Rima Austin has been practicing journalism for about 15 years total, most of them as a freelancer. And it’s a calling she takes very seriously.
After reading a book series in college with a journalist as the protagonist, Austin — who was studying history at the time — went down to the journalism department on the school paper’s deadline day.
“Everybody was running around, screaming, cussing each other, and I was, like, “Yeah, this is where I want to be, right here,” she said.
Austin said she enjoys the stress, and finds she works best when there is something on the line.
But while the stress and deadlines of journalism may have got her interested, what drives Austin now is the desire to keep the public informed, she said. Her favorite stories are the controversial ones.
“If someone in town or in a government position is doing something that they don’t really want the public to know, I’m the first one that wants the public to know,” she said.
If someone in power has something to hide from the public, Austin enjoys getting under their skin and spoiling their plans to keep things hushed up, she said.
“Especially if they’re elected officials. It’s public information, and I like to make sure the public knows what’s going on with their elected officials,” Austin said.
Austin said that at her last job at the Sparta Expositor in Sparta, Tennessee, she was used to making some people angry.
“But, the thing about it is, I didn’t write anything that they didn’t say, or that wasn’t the truth.
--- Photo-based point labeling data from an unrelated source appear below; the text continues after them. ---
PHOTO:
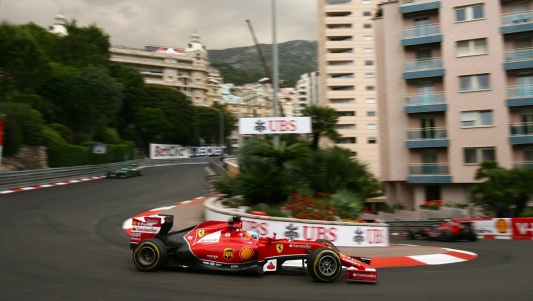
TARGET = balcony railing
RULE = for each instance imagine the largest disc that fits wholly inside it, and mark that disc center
(524, 54)
(421, 31)
(425, 99)
(522, 91)
(521, 129)
(429, 169)
(430, 133)
(517, 18)
(421, 65)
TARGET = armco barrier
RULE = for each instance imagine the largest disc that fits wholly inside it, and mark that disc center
(340, 233)
(15, 179)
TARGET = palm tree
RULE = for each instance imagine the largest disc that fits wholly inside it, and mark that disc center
(323, 121)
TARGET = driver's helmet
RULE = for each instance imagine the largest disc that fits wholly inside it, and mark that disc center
(251, 234)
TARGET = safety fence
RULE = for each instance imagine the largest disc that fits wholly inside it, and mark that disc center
(15, 179)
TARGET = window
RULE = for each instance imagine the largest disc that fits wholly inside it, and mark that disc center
(341, 75)
(468, 13)
(346, 140)
(472, 47)
(476, 118)
(345, 127)
(346, 113)
(476, 155)
(478, 82)
(342, 100)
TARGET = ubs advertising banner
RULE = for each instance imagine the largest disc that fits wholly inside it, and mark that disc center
(174, 151)
(275, 125)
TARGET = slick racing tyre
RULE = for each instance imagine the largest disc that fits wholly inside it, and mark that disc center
(150, 255)
(324, 265)
(329, 243)
(446, 235)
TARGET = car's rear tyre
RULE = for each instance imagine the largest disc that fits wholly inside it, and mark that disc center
(472, 236)
(446, 235)
(329, 243)
(150, 255)
(324, 265)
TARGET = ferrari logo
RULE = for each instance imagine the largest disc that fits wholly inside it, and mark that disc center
(228, 253)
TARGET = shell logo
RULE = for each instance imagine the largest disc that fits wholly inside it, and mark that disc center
(501, 225)
(246, 253)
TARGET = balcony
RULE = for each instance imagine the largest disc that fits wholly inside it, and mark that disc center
(518, 59)
(423, 69)
(421, 103)
(520, 96)
(521, 133)
(427, 137)
(412, 6)
(517, 22)
(429, 173)
(421, 35)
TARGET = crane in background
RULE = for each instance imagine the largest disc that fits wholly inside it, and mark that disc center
(262, 58)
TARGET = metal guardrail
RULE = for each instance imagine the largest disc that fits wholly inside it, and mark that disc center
(16, 179)
(404, 226)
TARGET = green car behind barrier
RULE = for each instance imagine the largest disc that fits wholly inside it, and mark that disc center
(125, 172)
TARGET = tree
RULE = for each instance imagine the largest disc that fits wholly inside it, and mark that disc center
(504, 191)
(178, 111)
(96, 97)
(323, 122)
(22, 125)
(267, 170)
(23, 65)
(333, 169)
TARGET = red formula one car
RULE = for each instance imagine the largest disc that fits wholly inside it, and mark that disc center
(449, 230)
(225, 246)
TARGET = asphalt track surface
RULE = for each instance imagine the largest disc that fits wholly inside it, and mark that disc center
(67, 243)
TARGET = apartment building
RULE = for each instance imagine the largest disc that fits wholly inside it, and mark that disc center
(346, 61)
(455, 82)
(307, 88)
(187, 70)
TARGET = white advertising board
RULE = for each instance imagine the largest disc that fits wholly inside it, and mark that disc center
(343, 236)
(274, 125)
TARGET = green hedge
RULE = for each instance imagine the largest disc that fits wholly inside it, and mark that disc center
(63, 154)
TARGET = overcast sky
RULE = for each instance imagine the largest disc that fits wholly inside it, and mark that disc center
(134, 23)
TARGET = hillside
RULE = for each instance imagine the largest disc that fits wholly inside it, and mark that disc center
(241, 65)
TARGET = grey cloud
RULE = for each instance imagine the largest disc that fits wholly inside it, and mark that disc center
(135, 23)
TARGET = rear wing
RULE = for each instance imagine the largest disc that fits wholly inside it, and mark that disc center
(145, 227)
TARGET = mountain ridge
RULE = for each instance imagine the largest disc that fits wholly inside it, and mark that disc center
(240, 65)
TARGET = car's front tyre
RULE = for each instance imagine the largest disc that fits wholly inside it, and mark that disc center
(150, 255)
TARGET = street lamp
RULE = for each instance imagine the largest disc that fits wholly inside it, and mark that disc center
(221, 124)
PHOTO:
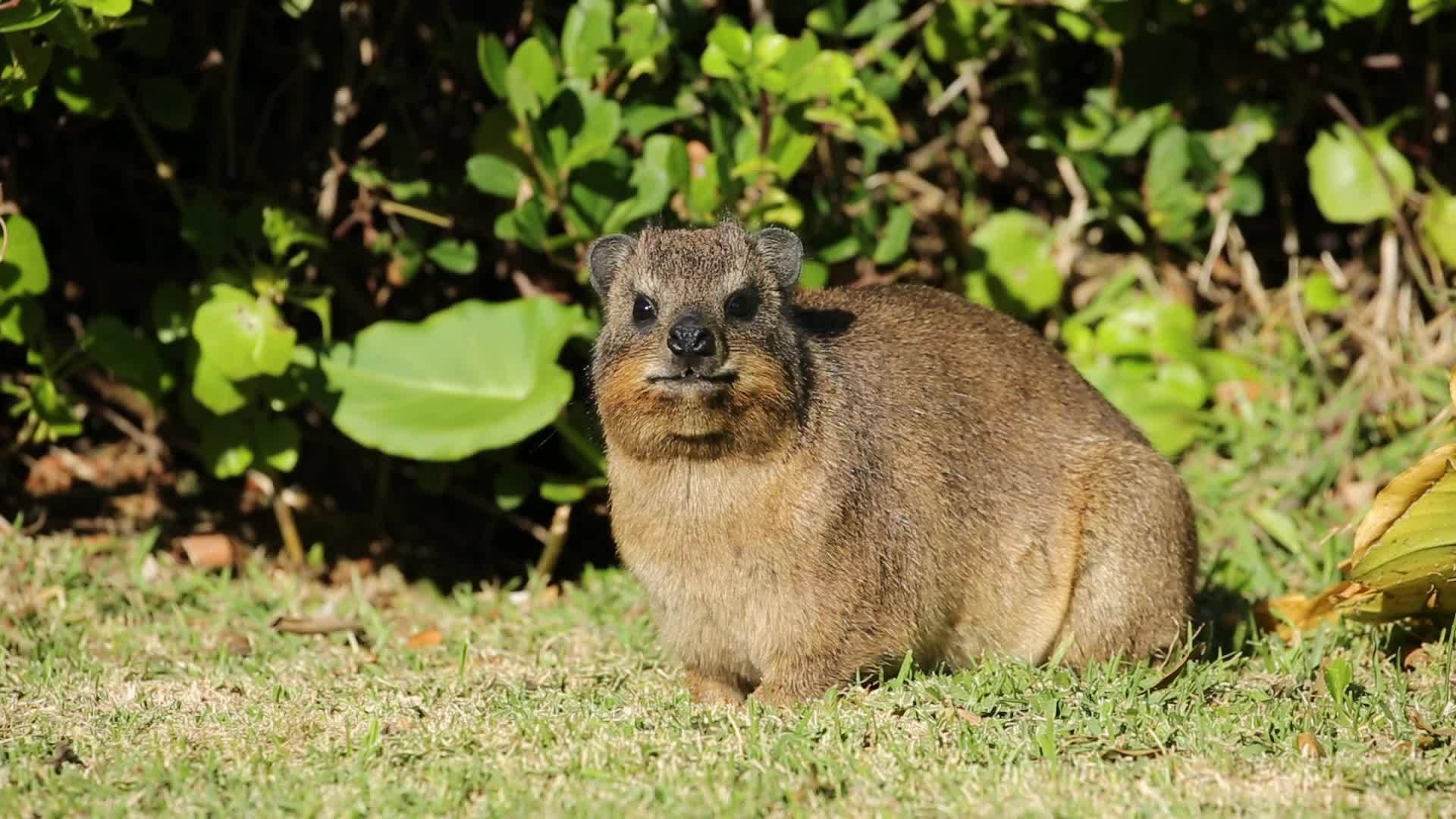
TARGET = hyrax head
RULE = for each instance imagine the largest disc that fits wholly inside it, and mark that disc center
(696, 356)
And I won’t do that,” she said.
The entire purpose of community news organizations is to inform the public about what is going on in their community, she said.”That’s what I like to do.”
Austin said she sometimes worries that the public doesn’t realize how much of a roll they can have in their local government by attending meetings and participating.
“I would like a lot more people to realize that those meetings are open, and you voted for these people. If you don’t like what’s going on, or you have questions about where your money’s going, go to those meetings,” she said.
But, for those who can’t make it to the meetings, Austin said she sees it as her job to make sure they find out what goes on there.
While Austin said she wants people to know that she is a nice person, she also said she does not shirk from taking a stand when it is warranted.
“I was a battered woman for three years. So, I lived that, and ever since then, that’s been one of my things is, I want to stand against it,” she said. “If anyone is not doing the women and the children right, I will speak out about it.”
Coming to Montana, Austin said she would like to get out into the wilderness of Lincoln County, and she had even looked for any hiking clubs she could join.
But she also wants to get involved in the community, and has taken interest in the Kootenai Kiwanis and what they do for local children, she said.